Should the Obama Administration Buy Up the Banks' Toxic Assets?
"THE TRAGIC history of financial crises is a history of failures by governments to act with the speed and force commensurate with the severity of the crisis," Treasury Secretary-designate Timothy F. Geithner declared at his Senate confirmation hearing yesterday. As if to illustrate the point, giant Bank of America, which had seemed solid, faltered in recent days. It took an additional $20 billion in federal help to offset the losses of Merrill Lynch, which it absorbed in a Treasury-blessed merger last fall. Bank shares generally plunged, though the markets rallied yesterday. Investors are afraid that despite many dramatic but piecemeal government interventions, big U.S. financial institutions are fundamentally unsound and face collapse or nationalization.
Against this background, Mr. Geithner said it was time for a "comprehensive" approach. "In a crisis of this magnitude, the most prudent course is the most forceful course," he said.

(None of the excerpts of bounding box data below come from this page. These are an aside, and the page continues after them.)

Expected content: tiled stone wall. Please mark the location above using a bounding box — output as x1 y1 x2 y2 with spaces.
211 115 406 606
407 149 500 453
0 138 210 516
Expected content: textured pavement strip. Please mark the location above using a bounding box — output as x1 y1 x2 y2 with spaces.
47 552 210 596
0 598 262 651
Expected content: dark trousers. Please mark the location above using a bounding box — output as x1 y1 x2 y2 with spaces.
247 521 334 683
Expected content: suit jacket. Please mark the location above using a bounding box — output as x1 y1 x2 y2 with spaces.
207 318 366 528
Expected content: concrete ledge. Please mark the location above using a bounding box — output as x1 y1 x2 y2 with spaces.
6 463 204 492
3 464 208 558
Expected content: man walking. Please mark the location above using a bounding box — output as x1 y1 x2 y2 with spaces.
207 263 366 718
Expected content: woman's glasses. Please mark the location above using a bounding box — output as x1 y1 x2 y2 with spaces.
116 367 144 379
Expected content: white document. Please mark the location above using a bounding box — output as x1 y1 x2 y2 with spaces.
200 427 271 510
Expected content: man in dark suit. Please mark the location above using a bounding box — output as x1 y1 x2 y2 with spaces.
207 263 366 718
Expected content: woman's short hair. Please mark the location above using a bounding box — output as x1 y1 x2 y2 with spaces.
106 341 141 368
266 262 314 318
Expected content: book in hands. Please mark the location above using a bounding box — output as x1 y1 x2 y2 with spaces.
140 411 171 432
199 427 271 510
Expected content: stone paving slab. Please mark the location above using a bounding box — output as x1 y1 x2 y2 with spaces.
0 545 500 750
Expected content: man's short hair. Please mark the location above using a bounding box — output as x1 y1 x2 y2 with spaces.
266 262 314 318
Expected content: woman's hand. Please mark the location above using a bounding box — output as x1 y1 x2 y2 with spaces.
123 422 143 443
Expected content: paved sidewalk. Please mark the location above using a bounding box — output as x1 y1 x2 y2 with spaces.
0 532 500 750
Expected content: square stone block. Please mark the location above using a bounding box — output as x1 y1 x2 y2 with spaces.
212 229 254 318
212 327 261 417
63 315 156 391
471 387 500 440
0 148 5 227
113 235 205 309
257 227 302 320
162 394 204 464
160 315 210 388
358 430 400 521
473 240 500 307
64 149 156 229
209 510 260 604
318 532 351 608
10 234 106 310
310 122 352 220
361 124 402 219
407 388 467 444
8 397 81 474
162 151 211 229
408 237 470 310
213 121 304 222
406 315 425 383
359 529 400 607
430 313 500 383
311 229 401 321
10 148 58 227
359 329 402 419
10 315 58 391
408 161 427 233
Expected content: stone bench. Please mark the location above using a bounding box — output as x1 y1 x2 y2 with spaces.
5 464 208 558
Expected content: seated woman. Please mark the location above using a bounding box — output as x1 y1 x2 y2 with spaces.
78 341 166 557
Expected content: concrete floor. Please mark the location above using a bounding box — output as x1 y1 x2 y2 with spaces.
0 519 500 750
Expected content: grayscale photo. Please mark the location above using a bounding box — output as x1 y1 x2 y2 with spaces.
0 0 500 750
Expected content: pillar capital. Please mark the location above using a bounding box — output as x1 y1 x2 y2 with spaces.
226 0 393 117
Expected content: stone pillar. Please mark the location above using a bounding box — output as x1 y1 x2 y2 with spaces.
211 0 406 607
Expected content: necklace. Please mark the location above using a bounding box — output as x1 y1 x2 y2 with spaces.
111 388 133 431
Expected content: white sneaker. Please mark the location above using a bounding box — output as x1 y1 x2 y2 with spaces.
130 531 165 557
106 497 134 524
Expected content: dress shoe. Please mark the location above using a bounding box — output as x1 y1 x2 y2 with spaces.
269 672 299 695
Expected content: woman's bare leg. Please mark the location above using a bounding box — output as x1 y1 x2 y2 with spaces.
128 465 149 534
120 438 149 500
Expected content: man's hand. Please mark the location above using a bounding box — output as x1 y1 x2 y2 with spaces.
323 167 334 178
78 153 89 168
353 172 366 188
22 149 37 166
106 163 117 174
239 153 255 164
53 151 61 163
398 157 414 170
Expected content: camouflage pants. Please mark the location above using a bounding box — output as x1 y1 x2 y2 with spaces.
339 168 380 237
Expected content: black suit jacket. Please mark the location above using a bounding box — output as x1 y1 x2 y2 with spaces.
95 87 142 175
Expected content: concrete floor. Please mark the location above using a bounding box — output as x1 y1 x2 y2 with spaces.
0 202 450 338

He is right. To be sure, Mr. Geithner, though clearly able, stepped on his message by failing to pay tens of thousands of dollars in federal taxes on time. Still, his apology and explanation -- that this was an honest oversight, not an evasion -- appears acceptable to most members of the Senate Finance Committee. Barring new disclosures that clearly contradict that claim, the Senate should confirm him. We're mainly interested in what, exactly, he and President Obama plan to do.
In that regard, the latest big idea, endorsed by Federal Deposit Insurance Corp. Chairman Sheila C. Bair and others, is to set up a government-funded "bad bank," which would purchase the toxic mortgage-backed assets now clogging the balance sheets of U.S. banks. Once freed of this burden, the banks would be able to raise new capital and resume normal lending. Meanwhile, the "bad bank" would manage the assets on behalf of taxpayers, eventually reselling them as the economy rebounds. This idea has a familiar ring to it: It resembles the original plan for the $700 billion Troubled Asset Relief Program (TARP), before the money was diverted to urgent capital infusions for banks. A similar plan helped save Sweden from a real-estate-related financial meltdown in the early 1990s.
Pressed for the new administration's specific thoughts on a "bad bank," Mr. Geithner demurred. But we can think of several pitfalls. The first, simply, is cost. Sweden ended up spending 4 percent of its gross domestic product on its bank cleanup. The United States' problem today, however, is both larger and more difficult; many of the toxic assets are complex securities backed by bewilderingly sliced-and-diced debts. The second problem, closely related to the first, is how the government will set prices for the assets in the first place. Too high, and the banks make a windfall; too low, and none of them participate. This thorny issue undid the Bush administration's initial asset-buying plan for the TARP.
Sweden mitigated these problems by requiring participating banks to give the government equity, as some banks have already done under the TARP. U.S. banks might also have to accept dividend and compensation limits as well as other controls in return for definitive relief from their toxic-asset burden. If the Obama administration can answer these and other design questions -- admittedly a big "if" -- a "bad bank" could help repair the financial system. Alternatives to a "bad bank" remain under consideration. Perhaps as important as the approach chosen is the consistency with which it is carried out. Banks, investors, businesses and households need to know that Washington has a credible plan and will stick to it.